…Says Nigeria’s Telecoms Industry Overtaxed
A new report by a socioeconomic research firm, SBM intelligence, has said that Lagos and Ogun are the only two states of 36 that fetched more Internally Generated Revenue (IGR) than the allocations received from the Federal Government in four years (2017-2020).
Titled, ” Taxing Nigeria’s subnational economies to oblivion”,the report warned that the current condition of the states’ Internally Generated Revenue is not healthy.
The report said by 2018, Osun State had fallen off the list, as 2019 witnessed a huge positive change as Lagos, Rivers, Ogun and Delta all generated more internal revenue than they were fed by Abuja.

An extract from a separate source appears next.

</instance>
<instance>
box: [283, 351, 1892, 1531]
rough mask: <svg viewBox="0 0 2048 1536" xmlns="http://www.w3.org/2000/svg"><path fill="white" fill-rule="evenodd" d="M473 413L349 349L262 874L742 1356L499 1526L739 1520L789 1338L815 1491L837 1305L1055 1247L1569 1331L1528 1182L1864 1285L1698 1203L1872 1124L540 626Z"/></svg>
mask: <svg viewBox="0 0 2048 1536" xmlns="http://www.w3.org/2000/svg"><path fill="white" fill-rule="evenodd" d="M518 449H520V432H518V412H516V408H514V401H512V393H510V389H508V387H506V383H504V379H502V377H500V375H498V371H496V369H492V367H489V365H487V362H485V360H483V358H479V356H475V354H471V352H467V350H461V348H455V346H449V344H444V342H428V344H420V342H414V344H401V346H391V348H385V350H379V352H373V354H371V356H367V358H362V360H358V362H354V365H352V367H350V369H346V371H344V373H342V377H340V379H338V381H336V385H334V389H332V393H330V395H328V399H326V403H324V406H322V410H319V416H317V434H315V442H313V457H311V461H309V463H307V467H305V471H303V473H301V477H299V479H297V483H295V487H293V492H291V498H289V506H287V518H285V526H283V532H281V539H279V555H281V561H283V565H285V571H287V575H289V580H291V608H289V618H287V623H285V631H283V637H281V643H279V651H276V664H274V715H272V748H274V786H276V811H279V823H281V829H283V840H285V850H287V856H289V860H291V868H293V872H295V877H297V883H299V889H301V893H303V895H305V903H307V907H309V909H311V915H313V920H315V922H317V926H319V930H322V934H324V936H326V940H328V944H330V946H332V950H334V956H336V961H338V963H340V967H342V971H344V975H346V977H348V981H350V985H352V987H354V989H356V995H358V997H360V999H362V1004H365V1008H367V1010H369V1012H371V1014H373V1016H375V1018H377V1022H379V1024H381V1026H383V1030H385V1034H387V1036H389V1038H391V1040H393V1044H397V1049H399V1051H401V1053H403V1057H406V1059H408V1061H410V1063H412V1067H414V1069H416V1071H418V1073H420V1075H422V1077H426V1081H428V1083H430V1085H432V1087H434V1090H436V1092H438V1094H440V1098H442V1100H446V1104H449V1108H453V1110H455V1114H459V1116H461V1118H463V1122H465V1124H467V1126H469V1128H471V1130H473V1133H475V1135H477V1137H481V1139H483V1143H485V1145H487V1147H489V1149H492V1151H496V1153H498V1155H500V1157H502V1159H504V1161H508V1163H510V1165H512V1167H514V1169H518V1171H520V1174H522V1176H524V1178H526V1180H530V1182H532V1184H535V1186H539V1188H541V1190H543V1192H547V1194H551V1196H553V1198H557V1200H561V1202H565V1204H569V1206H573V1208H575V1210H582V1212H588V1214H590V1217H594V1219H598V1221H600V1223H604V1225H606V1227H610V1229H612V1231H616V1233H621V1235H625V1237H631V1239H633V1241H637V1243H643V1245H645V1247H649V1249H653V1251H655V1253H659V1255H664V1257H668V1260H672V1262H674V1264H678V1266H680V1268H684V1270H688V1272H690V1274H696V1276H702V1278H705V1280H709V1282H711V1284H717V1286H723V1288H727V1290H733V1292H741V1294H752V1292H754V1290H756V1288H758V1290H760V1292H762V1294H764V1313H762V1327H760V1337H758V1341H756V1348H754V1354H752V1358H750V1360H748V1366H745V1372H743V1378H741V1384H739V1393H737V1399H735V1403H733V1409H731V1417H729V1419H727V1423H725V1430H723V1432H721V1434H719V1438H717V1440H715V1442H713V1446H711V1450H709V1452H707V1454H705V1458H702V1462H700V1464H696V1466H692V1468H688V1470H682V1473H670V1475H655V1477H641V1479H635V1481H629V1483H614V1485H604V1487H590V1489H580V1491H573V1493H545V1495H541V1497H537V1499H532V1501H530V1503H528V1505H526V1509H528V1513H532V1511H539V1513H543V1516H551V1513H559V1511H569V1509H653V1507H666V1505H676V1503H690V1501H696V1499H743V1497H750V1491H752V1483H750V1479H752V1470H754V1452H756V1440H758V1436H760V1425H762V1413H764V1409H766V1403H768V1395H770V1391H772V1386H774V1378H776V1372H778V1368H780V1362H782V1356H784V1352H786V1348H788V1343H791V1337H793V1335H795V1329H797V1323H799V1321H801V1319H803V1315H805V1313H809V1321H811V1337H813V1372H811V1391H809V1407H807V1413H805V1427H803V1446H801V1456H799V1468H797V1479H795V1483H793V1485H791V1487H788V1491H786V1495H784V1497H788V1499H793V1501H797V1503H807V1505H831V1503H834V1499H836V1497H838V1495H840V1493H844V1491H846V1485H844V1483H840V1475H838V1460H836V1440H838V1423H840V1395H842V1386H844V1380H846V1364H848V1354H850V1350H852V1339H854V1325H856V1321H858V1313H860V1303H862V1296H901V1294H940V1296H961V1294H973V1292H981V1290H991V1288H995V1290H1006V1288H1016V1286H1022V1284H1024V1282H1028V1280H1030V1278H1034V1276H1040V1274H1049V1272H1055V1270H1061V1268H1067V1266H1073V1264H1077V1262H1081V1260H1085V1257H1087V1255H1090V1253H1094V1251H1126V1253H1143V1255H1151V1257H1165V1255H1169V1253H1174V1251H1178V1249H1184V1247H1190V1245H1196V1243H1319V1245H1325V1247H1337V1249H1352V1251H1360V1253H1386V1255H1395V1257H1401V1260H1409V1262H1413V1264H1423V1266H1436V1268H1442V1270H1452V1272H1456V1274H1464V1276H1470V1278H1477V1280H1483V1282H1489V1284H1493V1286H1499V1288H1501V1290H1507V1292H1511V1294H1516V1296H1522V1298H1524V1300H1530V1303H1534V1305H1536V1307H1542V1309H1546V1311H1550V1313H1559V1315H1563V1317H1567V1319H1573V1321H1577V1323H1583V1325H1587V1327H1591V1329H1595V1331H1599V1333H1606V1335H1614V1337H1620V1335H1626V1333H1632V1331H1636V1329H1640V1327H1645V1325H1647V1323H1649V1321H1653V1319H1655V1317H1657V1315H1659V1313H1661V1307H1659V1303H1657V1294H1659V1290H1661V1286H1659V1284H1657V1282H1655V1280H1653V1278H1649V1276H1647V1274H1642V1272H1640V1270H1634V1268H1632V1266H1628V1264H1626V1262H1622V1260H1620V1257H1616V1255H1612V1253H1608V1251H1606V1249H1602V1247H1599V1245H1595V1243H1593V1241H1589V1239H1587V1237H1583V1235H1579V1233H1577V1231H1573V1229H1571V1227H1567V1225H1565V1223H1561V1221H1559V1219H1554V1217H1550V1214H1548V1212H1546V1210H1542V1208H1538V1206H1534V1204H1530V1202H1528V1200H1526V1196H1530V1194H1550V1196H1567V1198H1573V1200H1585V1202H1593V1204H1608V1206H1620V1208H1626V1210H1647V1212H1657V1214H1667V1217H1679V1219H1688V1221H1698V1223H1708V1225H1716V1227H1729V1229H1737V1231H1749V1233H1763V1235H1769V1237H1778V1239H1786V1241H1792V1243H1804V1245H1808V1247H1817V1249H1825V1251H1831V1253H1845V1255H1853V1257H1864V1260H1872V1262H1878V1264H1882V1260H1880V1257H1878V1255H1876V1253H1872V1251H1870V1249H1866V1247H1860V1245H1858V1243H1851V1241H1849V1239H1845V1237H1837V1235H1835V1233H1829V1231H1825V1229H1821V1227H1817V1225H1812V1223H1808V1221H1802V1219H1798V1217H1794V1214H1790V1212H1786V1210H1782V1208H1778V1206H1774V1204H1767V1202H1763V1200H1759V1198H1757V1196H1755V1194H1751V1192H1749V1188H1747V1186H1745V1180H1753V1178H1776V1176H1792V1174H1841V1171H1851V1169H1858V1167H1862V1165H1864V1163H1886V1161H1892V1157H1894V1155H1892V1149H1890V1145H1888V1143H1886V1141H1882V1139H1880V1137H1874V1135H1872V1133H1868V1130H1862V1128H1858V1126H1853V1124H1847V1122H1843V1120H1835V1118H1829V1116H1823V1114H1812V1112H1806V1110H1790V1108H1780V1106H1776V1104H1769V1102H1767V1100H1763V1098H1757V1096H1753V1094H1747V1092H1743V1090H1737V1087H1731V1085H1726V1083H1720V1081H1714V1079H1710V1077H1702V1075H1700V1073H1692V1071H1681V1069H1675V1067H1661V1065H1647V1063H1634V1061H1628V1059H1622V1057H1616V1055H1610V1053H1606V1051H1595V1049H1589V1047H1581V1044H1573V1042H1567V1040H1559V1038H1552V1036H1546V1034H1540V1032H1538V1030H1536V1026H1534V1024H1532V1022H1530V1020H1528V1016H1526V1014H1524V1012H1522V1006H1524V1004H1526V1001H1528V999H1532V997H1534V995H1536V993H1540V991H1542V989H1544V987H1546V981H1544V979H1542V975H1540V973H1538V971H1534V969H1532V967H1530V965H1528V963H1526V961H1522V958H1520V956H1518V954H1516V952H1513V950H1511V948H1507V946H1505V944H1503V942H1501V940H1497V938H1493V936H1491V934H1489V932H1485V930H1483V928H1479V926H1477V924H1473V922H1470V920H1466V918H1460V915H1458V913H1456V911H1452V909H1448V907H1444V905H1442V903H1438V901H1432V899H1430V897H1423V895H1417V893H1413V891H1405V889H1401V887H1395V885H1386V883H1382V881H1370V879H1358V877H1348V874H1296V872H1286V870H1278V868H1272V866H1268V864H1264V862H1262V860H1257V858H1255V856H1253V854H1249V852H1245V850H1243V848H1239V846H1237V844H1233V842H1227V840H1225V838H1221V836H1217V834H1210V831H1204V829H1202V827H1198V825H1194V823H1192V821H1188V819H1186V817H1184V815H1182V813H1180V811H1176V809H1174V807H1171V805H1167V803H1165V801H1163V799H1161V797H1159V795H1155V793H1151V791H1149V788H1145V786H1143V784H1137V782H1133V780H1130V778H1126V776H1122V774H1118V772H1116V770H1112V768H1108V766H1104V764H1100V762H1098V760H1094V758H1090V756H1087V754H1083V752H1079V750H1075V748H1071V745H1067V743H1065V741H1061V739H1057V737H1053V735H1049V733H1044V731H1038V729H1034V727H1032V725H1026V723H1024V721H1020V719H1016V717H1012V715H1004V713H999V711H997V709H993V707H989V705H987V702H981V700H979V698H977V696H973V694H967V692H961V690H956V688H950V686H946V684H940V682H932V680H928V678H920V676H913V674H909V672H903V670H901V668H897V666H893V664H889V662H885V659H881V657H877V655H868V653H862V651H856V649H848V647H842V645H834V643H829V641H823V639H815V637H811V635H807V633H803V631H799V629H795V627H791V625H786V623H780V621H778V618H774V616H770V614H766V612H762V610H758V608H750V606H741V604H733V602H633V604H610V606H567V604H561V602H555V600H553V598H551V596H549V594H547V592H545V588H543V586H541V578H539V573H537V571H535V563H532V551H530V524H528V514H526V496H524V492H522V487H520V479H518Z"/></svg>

“By 2020, we were back to just Lagos and Ogun generating more internal revenue received from Abuja.This state of affairs indicates that almost all of Nigeria’s federating units are not fiscally healthy”,it added .
The falling oil revenues,the report said, have put states in precarious situations, leaving them unable to meet their basic obligations such as paying salaries, wages and pensions not to mention providing social services and infrastructure
This,it stressed, has increased the urgency of states to increase their internally generated revenue in order to reduce their exposure to volatile and unreliable federal allocations.
It also said as a result of limited number of taxable businesses in the states, many state governments end up focusing their efforts on the same businesses that are already paying their fair share of taxes.
“In the end, this has the unintended effect of creating a harsh business environment for all and in some cases, forcing businesses to close due to overtaxation and/ or harassment,” it added.
Nigeria’s telecoms industry,it said, is disproportionately overtaxed by states, citing Kogi State, adding that the telecommunications companies are made to pay up to 41 levies by the state government, including levies.
According to the report,some of the levies are annual right of way renewal; social services contribution; employee economic development levy; mast site premises renewal; fire service yearly renewal; payment of environmental levy; failure to submit an environmental impact assessment report; failure to register industry; failure to submit environmental audit report every two years; storage of petroleum products and radioactive materials without written permission from the Kogi State Environmental Protection Board and others.